1. Mix the Spices: In a bowl, combine chili powder, smoked paprika, cayenne pepper, and a pinch of kosher salt.

2. Cook the Vegetables: Heat the extra virgin olive oil in a skillet over medium-high heat. Add the chopped yellow onion and cook until soft, about 5 minutes. Add the corn, chopped garlic, 1 teaspoon of the spice mix, and season with salt and black pepper. Cook until the corn is softened, approximately 5 minutes.

3. Create the Creamy Base: Reduce the heat to low. Mix in the cream cheese until melted and creamy. Stir in the sour cream. Cook until warmed throughout. If desired, thin the dip with a bit of milk.

4. Prepare the Spicy Butter: In a separate skillet, melt the salted butter until golden. Mix in 3 teaspoons of the spice mix, plus a pinch of chili flakes and salt. Cook for another minute, then remove from heat.
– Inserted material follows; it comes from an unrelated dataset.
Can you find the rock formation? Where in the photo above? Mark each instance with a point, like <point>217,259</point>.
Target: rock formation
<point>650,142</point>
5. Make the Lime Mayo: Mix the olive oil mayo (or Greek yogurt) and fresh lime juice with a pinch of salt.

6. Assemble the Dip: Spoon the dip into a wide serving bowl. Top with the grilled corn kernels and drizzle the lime mayo and spicy butter over the corn. Sprinkle crumbled cotija cheese and chopped cilantro on top. Serve with plenty of chips for scooping!